BAB I
PENDAHULUAN
A.
Latar Belakang
Melirik
kebelakang, terlihat dengan jelas kemegahan Islam masa lalu. Salah satu
pembentuk kemegahan tersebut adalah semarak kajian Hadits yang dilakukan oleh
para ulama. Hadits yang diyakini sebagai sumber Islam kedua setelah al-Qur’an
menumbuhkan minat para pembelajar untuk mengkaji Hadits. Salah satu pengkaji
Hadits pada zaman kemegahan Islam adalah Imam Ibnu Majah. Beliau adalah
termasuk kategori ulama muhaditsin mutaqadimin. Beliau terkenal dengan
karya monumentalnya yaitu kitab Sunan Ibnu Majah.
Melalui
karya-karyanya khususnya kitab Sunann-nya tersebut para ulama setelahnya
berusaha menulusuri metode apa yang digunakan oleh Ibnu majah. Diantara metode
yang di telusuri adalah metodenya dalam penyusunan kitab, metodenya dalam
meriwayatkan hadits dan metodenya dalam menilai hadits.
Diantara
metode-metode tersebut akan kami paparkan dalam makalah ini. Adapun dalam
memaparkan metode tersebut kami mengutip hasil penelitian ulama dan juga
sedikit menyimpulkan secara analisis terhadap materi yang ada.
B.
Rumusan Masalah
1.
Bagaimana biografi Ibnu Majah ?
2.
Apa saja karya-karya ibnu Majah ?
3.
Bagaimana Manhaj Ibnu Majah dalam menyusun, meriwayatkan dan menilai
hadits ?
C.
Tujuan Pambahasan
1.
Mengetahui biografi Ibnu Majah
2.
Mengetahui karya-karya Ibnu Majah
3.
Memahami manhaj yang digunakan oleh Ibnu Majah dalam menyusun,
meriwayatkan, dan menilai hadits.
BAB II
PEMBAHASAN
A.
Biografi Ibnu Majah
Nama lengkap Ibnu Majah adalah
Abu’Abdillah bin yazid Ibn majah ar-Rab’I al-Qazwini. Beliau dilahirkan di
Qazwin salah satu kota di Iran, pada tahun 207 H. (824). Ibn Majah adalah nama
nenek moyangnya yang juga berasal dari Qazwin.[1]
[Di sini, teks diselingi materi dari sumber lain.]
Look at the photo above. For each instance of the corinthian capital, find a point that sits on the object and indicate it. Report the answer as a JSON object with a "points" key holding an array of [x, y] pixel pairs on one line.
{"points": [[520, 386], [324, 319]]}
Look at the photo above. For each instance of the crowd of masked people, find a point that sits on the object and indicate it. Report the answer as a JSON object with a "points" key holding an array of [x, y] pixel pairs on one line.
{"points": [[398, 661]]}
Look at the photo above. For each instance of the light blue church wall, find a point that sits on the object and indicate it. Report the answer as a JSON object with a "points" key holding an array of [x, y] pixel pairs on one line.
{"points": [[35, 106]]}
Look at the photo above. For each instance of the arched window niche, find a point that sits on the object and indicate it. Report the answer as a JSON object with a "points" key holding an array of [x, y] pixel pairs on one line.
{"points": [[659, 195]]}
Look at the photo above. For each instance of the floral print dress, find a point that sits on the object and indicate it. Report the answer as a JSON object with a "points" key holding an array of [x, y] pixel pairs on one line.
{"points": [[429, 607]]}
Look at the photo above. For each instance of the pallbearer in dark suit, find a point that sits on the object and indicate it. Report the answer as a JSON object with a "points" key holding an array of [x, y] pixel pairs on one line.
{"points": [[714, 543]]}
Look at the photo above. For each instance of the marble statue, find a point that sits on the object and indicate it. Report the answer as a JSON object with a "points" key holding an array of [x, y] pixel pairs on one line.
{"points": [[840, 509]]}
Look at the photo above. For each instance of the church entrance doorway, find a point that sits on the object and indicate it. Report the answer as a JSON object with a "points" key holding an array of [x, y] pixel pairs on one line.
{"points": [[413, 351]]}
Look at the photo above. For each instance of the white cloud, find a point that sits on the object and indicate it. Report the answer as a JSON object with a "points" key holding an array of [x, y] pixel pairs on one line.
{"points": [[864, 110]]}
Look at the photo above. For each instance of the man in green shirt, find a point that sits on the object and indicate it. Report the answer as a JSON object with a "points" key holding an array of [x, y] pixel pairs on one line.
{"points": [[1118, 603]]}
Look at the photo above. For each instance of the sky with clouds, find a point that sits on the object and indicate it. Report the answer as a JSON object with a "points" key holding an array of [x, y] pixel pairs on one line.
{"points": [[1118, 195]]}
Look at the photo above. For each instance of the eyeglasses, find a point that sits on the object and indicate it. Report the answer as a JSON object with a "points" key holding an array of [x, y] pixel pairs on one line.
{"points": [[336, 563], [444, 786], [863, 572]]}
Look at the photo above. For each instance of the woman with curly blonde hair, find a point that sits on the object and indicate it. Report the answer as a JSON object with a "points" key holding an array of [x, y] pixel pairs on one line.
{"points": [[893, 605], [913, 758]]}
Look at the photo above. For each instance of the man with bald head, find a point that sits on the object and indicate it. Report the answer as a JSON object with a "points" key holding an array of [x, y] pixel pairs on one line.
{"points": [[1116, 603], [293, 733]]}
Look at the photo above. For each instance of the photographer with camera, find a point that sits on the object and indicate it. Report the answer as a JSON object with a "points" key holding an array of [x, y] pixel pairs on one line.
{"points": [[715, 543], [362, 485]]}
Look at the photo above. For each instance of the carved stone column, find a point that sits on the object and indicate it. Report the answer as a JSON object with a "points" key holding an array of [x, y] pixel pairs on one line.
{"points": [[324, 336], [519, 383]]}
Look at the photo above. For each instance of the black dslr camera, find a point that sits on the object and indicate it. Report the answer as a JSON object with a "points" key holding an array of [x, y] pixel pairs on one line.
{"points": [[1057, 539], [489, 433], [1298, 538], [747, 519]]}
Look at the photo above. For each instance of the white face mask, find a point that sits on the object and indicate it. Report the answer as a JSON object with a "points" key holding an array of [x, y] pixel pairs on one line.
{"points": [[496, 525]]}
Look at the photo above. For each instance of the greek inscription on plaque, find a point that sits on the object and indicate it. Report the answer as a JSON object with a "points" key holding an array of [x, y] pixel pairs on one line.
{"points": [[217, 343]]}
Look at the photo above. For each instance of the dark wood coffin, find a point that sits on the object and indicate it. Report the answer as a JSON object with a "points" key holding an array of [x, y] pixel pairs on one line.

Ibnu Majah hidup pada masa pemerintahan
dinasti Abasiyah yakni pada masa khalifah al-Makmun (198 H/813 M) sampai akhir
pemerintahan al-Muqtadir (295 H/ 908 M). jadi beliau termasuk ulama mutaqadimin
yang hidup pada abad ke-3. Pada masa itu sering disebut dengan zaman
keemasan dimana terjadi adanya pembukuan hadits besar-besaran.[2]
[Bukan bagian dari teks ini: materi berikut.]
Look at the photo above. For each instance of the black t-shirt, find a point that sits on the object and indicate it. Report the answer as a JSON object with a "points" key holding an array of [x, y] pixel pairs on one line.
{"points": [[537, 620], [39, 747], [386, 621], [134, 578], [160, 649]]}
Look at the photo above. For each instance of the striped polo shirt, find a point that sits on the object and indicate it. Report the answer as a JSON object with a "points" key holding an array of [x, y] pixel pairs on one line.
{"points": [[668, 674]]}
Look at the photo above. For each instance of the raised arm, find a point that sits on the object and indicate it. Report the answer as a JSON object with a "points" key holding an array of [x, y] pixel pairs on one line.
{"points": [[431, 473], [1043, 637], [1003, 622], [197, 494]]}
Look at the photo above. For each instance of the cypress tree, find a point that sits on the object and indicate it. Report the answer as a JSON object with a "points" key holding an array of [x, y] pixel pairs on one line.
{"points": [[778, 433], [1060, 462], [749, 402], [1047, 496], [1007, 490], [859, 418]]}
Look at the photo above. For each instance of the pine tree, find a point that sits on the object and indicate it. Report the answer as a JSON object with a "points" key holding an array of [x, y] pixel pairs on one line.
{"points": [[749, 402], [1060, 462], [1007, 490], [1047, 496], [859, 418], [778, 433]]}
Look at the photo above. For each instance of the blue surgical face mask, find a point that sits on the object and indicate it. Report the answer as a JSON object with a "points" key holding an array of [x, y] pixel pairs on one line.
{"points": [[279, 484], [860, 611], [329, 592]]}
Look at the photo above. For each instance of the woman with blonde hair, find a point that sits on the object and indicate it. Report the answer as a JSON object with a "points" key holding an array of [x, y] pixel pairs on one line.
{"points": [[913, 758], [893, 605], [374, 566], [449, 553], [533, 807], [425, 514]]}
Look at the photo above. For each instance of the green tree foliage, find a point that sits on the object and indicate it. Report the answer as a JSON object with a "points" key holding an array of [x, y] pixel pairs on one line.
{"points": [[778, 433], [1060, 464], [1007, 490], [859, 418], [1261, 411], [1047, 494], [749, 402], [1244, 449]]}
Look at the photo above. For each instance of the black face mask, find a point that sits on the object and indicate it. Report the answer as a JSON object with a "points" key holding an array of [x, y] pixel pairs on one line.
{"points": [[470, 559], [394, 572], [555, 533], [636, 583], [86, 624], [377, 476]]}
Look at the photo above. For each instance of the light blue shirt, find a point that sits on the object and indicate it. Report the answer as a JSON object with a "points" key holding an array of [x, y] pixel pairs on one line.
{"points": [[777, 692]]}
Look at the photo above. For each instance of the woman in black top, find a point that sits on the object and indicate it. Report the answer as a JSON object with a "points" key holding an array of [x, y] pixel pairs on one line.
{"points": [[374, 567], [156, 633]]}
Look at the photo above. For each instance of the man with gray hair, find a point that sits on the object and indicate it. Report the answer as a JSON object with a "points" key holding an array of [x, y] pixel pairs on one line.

Sebagaimana para muhadditsin dalam mencari hadits-hadits
memerlukan perantauan ilmiyah, maka beliaupun sejak umur 15 tahun menekuni
belajar hadits pada guru yang bernama
‘Ali Muhammad al-Tanafasi (w 233H.) dan ketika beliau berumur 21 tahun beliau
mulai berkeliling ke beberapa negara untuk menemui dan berguru pada ulama’
hadits.[3]
Beliau telah membuat perjalanan ke Bashrah, Baghdad, Syam, Mesir, dan Hijaz
untuk mencari hadits.[4]
Di daerah-daerah tersebut, Imam Ibnu majah bertemu dengan
para ulama hadits yang akhirnya menjadi gurunya. Diantaranya adalah Abu Bakar
bin Abi Syaibah, Muhammad bin Abdullah bin Numair, Hisyam bin ‘Ammar, Ahmad bin
al-Azhar, dan Bisyr bin Adan.
Imam ibn Majah tergolong ulama’ besar dan di akui
keilmuannya. Abu Ya’la al-Khalili al-Qazwini mengakui keilmuan imam ibn Majah
dengan berkata; “Ibnu Majah adalah orang
yang dapat di percaya dan di sepakati kejujurannya serta setiap pendapatnya
dapat di jadikan pegangan. Beliau juga seorang ulama’ yang mempunyai
pengetahuan luas dan banyak menghafal hadits.”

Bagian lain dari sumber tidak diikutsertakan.